ACROSS the Bordelaise Channel from Atuona, many hours of sailing in an outrigger canoe, lay the island of Tahuata. Its principal settlement was Vaitahu, and there I went with Exploding Eggs, my adopted brother of fourteen, to stay awhile in the house of the chief, Seventh Man Who Is So Angry He Wallows in the Mire, as Neo Efitu, his short name, meant. Atuona personified the brooding spirit of melancholy that possessed the race, the shadow of the white upon the Marquesan spirit, but Vaihatu had as genus loci a blithe and domestic sprite, which had kept the tiny village—formerly of thousands—in the habits and moods of the old ways. Waited on as an honored guest by the chief, his wife, and his niece, Vanquished Often, the friend and playmate of the few score inhabitants, I had happy weeks of simple pleasures, and of intense interest in searching into the past of the Marquesans, and especially into their customs and manners in relation to esthetics.
The only foreigner in the valley, by my earnest wish and laughable example, life resumed for a time much of the old Marquesan method and appearance. The mission church, the first Christian edifice within a thousand miles, was rejoining the wilderness. Without clergy or adherent, its walls were fast falling into decay, and its precisely-planned garden was jungle. The artist-schoolmaster, Le Moine, who had taught Vaitahu’s children to say, “La France est le plus bon pays du monde,” was gone to seek other models for painting as ravishing as Vanquished Often, or men as majestic as Kahuiti, the cannibal of Taaoa. Existence, almost as devoid of invention and artificiality as before the white came, I was able to rebuild in my mind the structure of Marquesan taste, and to view in imagination the attractive aspect of Vaitahu in its idyllic days of old. We brought out of the chests the native garments of tapa, and we lived as much as possible—like children playing Indians—a perspective of the past.

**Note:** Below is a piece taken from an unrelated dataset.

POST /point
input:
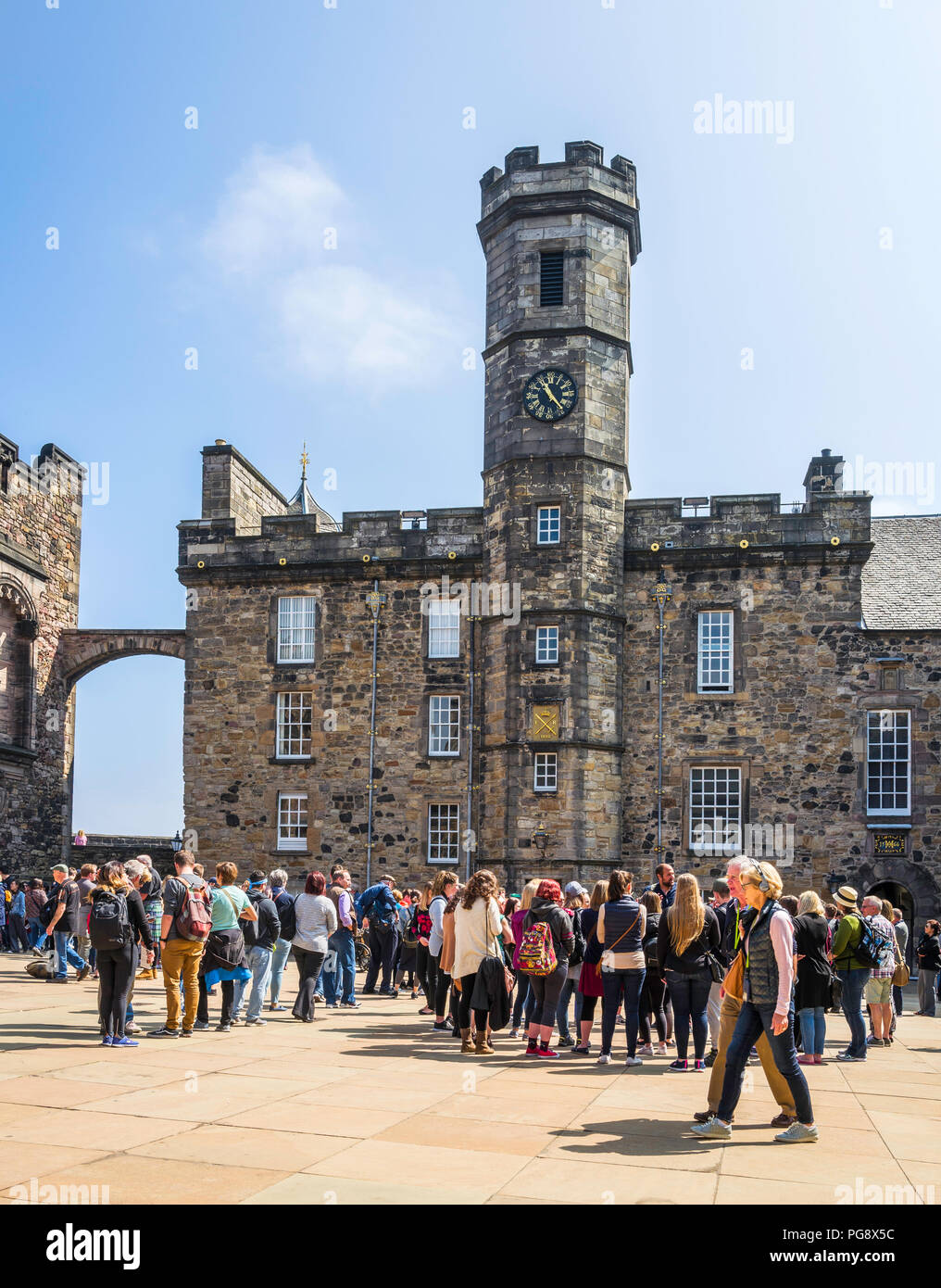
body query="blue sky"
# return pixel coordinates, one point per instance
(815, 253)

I looked from my mat upon the paepae of Seventh Man Who Wallows to see Vanquished Often by the Vai Puna, the spring of Vaitahu. She had taken off her ahu or tunic of pink muslin and bent over to receive the full stream of cool water from the hills which flowed through the bamboo pipes. Her beautiful body, the blood mantling under her silken skin, perfect in development at thirteen years, glowed in the dazzling light and under the silvery cascade, and her long, unconfined hair shone red-gold in the sunbeams. My mind reverted to the descriptions of the women, the men, and the scenes described by these who voyaged here decades ago.

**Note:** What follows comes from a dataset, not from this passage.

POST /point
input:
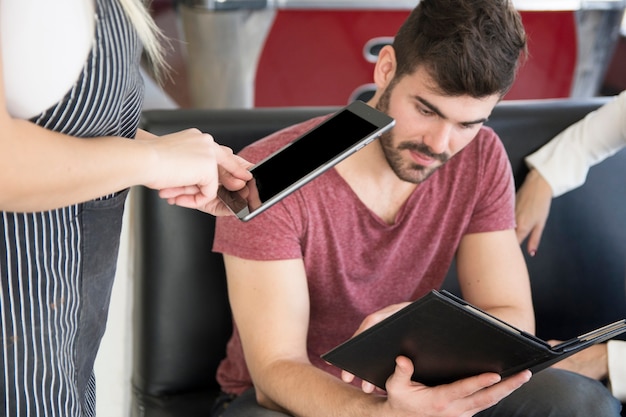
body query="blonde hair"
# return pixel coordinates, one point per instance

Photo by Dr. Theodore P. Cleveland
Some friends in my valley
Wash-day in the stream by my cabin
Not any people in all the world, ancient or modern, ranked human beauty higher in the list of life’s gifts than did the people of these islands. In the star-scattered archipelagos of the Pacific tropics a dozen tawny races or breeds of superb physical endowment made their bodies wondrous temples for their free souls. The loveliness and grace of women, the symmetry and strength of men, were, before the white came to destroy them, the fascinating labor of their days, their vivid religion, and the expression of their joy of living.
They brought the culture of beauty and the rhythm of motion to an unequaled perfection, and in the adornment of their bodies and development of their natural attractions reached a pitch of splendor and artistry which, though seeming savage to us of this period, struck beholders, even of our kind, as entrancing and marvelous.
While all over Polynesia these conditions obtained when the first Anglo-Saxons threw down the anchors of their ships in the enchanting harbors of these tropics, they remained longest in the Marquesas Archipelago.